Die Produkte des für C4-Chemikalien zuständigen Geschäftsgebietes „Performance Intermediates“ sind nach Darstellung des Unternehmens die Grundlage vieler Anwendungen im Alltag. „Im täglichen Leben begegnen uns die Produkte auf Schritt und Tritt“, heißt es in einer Präsentation von Evonik. Überwiegend gehe es um Kunststoffe und Beschichtungen, zum Beispiel in Autos sowie im Wohn- und Freizeitbereich.
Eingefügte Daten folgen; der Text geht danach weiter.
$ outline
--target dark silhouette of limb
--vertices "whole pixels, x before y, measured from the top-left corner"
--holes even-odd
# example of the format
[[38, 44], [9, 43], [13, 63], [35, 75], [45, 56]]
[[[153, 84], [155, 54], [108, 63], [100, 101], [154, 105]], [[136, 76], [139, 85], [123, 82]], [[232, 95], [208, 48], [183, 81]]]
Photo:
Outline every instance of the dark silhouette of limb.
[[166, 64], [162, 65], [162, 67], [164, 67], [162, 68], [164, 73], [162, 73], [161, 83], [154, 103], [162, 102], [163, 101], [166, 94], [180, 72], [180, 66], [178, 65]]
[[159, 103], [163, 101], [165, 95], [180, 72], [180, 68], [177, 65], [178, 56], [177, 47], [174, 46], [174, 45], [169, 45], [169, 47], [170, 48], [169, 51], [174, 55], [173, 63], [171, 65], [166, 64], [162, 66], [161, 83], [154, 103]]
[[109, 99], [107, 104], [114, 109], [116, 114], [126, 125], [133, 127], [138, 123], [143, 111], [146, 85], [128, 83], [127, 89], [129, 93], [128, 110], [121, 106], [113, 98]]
Hinzu kämen Kautschuk, Schmierstoffe, Benzinzusätze, Kosmetika oder Lösemittel in der pharmazeutischen und chemischen Industrie. Endprodukte der Evonik-Kunden seien beispielsweise Autoreifen, PVC-Fußböden, Sportflaschen oder Lebensmittelverpackungen.
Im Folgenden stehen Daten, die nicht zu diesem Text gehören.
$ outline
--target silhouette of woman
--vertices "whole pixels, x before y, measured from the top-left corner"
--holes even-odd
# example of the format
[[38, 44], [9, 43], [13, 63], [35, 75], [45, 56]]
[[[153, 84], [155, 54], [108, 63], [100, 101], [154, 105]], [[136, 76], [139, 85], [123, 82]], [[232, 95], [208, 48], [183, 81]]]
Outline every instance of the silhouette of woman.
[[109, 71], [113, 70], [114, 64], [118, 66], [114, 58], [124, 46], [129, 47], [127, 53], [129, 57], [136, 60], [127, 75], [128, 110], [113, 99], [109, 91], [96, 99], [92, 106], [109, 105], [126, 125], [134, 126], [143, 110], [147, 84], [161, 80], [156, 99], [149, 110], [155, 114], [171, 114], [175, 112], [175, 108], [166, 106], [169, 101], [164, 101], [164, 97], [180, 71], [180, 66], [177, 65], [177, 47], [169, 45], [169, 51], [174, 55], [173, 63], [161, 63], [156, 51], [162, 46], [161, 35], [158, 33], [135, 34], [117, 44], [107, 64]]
Einer der großen Arbeitgeber in NRW – und speziell in Marl
Weltweit gehören mehr als 33.000 Mitarbeiter zu Evonik. Mit dem Konzernsitz in Essen und dem Chemiestandort Marl, wo das Unternehmen rund 7000 Menschen beschäftigt, ist Evonik einer der großen Arbeitgeber in NRW. Die Mehrheit der Evonik-Aktien gehört der RAG-Stiftung, die auf dem Essener Welterbe-Areal Zollverein residiert. Aufgabe des Stiftungskonzerns ist es, Geld für die Ewigkeitskosten des Steinkohlenbergbaus zu erwirtschaften.
Erst vor wenigen Tagen hatte Evonik bei einer von Konzernchef Kullmann präsentierten Zwischenbilanz betont, die Division „Performance Materials“ profitiere aktuell von einer höheren Nachfrage und von verbesserten Verkaufspreisen für C4-Produkte. „In einem Umfeld – geprägt von Unsicherheiten und Engpässen – ist Evonik gut ins Jahr gestartet“, sagte Kullmann mit Blick auf die Gesamtlage des Konzerns. Er verwies allerdings auch auf hohe Energiepreise angesichts des Ukraine-Krieges und „erhebliche Unsicherheiten“ in der Rohstoffversorgung, die eine Belastung für die Industrie seien.